Understanding other risk factors

Researchers are still studying the potential hazards for divers who have had the COVID-19 infection, and the best way to determine if you might be subject to higher risk is through a thorough diving medical exam. During your medical consultation with a diving doctor, you might discuss potential health concerns such as pulmonary barotrauma, lung bubble shunting, and cardiac problems.  

DAN has released the following considerations for high risk divers:

  • Pulmonary overpressure syndrome or lung barotrauma may be a risk for divers who experienced severe pulmonary symptoms. In some cases, prolonged or even permanent pulmonary damage may be present, even if lung function has returned to nearly normal. This type of damage may lead to a higher risk for lung barotrauma, even after dives without a rapid or uncontrolled ascent. 
  • At this time, little is known about a possible increased sensitivity of the pulmonary tissue to the toxic effects of oxygen at depth, known as pulmonary oxygen toxicity. Therefore, technical diving with prolonged breathing of hyperoxic gas, with a PO2 of 1.3 ATA or higher, including rebreather diving, should be avoided. Nitrox diving, with a maximum PO2 of 1.4 ATA that is only breathed for short periods, should not present any problem. 
  • Even less is known about the possible alteration of the lungs' bubble filtering function post-COVID-19 pulmonary infection. This may imply that the risk for decompression illness and injury could increase significantly. For this reason, divers who have suffered from pulmonary symptoms of COVID-19 should limit their dives to well within the no decompression limits (NDL) of their computer. 

Stop the spread

While more and more people are already getting vaccinated, COVID-19 may persist in the community. This could lead to a continued risk of transmission between people in direct proximity or sharing common personal scuba equipment.
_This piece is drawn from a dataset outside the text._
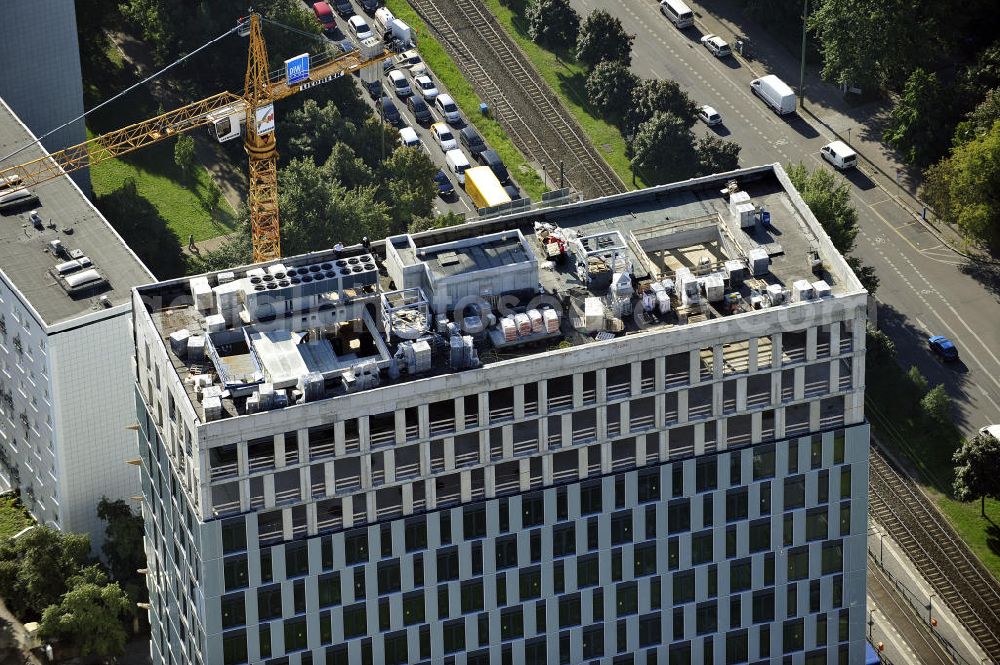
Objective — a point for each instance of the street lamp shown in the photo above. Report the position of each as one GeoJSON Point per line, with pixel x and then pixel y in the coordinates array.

To protect yourself, ensure that your dive centre or team is following DAN's published recommendations for minimising the risk of COVID transmission.

DAN additionally suggests that:

  • Divers should continue the social distancing measures recommended by local authorities during diving operations by wearing masks and maintaining a safe social distance, specifically before and after dives and during surface intervals. 
  • Private and rental equipment, including emergency oxygen units, should be thoroughly sanitised with approved disinfectants covering a broad spectrum of germs, fungi, bacteria, spores and viruses. 
  • The exchange of scuba regulators or personal breathing systems should be avoided, except in real emergencies. And, any planned "breathing systems sharing" exercises, for example, during dive courses, should be conducted in a way that ensures personal protection.

Following these guidelines can help slow the spread of COVID and other infections and ensure that all divers resume their participation in the sport safely.